Lists of approved testing centres will be needed in all the countries from which spouses are likely to apply. Perhaps my noble friend will place copies of those lists in the Library. There are further questions from both ILPA and the JCWI in their joint letter to the Immigration Minister of 1 October, and I hope my noble friend will ask him to publish his reply to that letter.

The other change in Cm 7944 is that, if the refugee is naturalised as a British citizen, for the first time his spouse has to satisfy the accommodation and maintenance requirements that apply to spouses generally to get a marriage visa. The Government's argument is that under the rules as they stand there is discrimination between British citizens who were not refugees and other British citizens who were refugees and are now naturalised. However, as ILPA has pointed out, the circumstances of the two groups are profoundly different. The cause of family disunity in the case of the refugee is that he had to leave his home country because of his well founded fear of persecution for reasons of race, religion, nationality, membership of a particular social group or political opinion. Naturalisation does not change his status as a refugee. As I have mentioned, the noble and learned Lord, Lord Clarke, said in paragraph 35 of the Supreme Court's judgment in the case of ZN, which the Government now seek to reverse, that there were,

"coherent policy reasons for applying the same principles to applications to join or remain with a spouse or parent who has been granted asylum both before and after such a sponsor has become a British citizen".

This principle is underlined by many of the decisions of Excom, as I have already mentioned. Have the Government asked UNHCR to comment on these changes? Can my noble friend explain why the Government consider that making it harder for refugees' spouses to join them, and thus damaging family unity, is compatible with the Convention relating to the Status of Refugees?

In the impact assessment published in August 2009, I understand that the cost of implementing these measures was estimated at between £26.9 million and £51.1 million, but that did not include the legal cost of defending human rights actions based on Articles 8 and 12 of the ECHR, the right to private and family life and the right to marry and found a family respectively.
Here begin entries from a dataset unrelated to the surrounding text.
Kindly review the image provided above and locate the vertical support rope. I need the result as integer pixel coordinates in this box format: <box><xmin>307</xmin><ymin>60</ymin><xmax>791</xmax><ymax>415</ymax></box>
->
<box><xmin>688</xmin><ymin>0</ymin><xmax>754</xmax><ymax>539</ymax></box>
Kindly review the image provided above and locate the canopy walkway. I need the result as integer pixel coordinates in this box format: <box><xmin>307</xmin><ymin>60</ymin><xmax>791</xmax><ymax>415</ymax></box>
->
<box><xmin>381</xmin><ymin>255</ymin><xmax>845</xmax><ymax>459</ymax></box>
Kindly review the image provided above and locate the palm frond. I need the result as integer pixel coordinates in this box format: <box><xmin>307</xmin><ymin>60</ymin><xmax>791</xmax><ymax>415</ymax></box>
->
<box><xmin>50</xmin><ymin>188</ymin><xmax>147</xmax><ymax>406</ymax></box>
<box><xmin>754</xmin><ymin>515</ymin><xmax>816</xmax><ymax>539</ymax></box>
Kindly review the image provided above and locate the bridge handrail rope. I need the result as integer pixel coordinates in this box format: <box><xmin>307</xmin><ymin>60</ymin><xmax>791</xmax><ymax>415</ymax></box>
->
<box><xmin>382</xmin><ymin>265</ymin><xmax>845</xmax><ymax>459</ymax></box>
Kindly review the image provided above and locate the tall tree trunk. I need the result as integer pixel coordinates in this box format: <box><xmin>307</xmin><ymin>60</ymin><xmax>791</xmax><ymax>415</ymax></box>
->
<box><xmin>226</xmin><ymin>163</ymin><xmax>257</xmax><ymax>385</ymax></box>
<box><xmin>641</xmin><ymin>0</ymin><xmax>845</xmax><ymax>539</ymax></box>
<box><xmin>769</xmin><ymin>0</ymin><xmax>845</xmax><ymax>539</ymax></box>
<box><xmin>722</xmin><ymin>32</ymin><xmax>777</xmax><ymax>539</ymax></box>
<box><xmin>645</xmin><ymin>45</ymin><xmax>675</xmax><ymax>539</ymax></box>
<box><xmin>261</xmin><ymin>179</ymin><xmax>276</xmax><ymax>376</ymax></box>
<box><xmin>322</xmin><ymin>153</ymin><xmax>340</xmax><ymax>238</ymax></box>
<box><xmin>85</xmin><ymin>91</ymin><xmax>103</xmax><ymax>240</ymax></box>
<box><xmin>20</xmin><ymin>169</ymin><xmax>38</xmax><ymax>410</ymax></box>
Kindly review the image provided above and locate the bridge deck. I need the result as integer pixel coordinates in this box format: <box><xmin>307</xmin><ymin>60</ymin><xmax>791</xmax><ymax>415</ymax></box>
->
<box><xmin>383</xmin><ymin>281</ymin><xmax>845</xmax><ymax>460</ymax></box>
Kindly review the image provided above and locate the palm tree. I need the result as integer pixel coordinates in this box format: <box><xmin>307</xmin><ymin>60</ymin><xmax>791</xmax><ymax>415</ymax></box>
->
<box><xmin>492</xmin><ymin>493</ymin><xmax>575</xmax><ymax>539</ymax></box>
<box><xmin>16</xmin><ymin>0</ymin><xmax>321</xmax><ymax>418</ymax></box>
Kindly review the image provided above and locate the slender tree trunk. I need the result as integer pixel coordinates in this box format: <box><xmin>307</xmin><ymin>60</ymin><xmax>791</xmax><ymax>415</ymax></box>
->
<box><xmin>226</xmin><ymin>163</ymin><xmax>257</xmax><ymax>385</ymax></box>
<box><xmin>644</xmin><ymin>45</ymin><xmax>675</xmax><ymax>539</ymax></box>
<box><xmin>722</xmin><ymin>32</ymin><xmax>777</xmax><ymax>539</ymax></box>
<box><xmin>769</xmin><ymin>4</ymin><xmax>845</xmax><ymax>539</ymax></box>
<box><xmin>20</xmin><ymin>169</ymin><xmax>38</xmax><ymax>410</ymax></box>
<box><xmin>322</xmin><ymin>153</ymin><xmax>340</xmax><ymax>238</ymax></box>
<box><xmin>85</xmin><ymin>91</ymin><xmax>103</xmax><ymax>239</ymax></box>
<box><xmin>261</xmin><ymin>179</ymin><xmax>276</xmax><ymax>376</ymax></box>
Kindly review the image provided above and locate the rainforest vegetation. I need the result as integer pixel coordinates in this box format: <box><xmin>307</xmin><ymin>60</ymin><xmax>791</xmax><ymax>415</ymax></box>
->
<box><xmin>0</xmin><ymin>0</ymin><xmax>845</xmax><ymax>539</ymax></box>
Can we have an update on the cost, including an estimate of the legal fees that will be incurred?

These changes, and similar ones in Germany, Denmark and France, are modelled closely on the system in place for several years past for dealing with spouses in the Netherlands, except that in the Netherlands family members of persons who have been recognised as refugees are exempted permanently from the test. Research there by Human Rights Watch has shown that the system hinders integration by preventing spouses from living together; and the operation of the test, coupled with the income requirements, high costs and long waiting periods, creates a strong impression-expressed also by the majority of migrant representatives interviewed by Human Rights Watch-that the measures are not about integration but rather about keeping people out of the country. In the words of one, they are "to close the door". I fear that that will be the legitimate reaction to this statement among immigrant communities here too, so that the damage to integration will not be confined to the families immediately affected. I beg to move.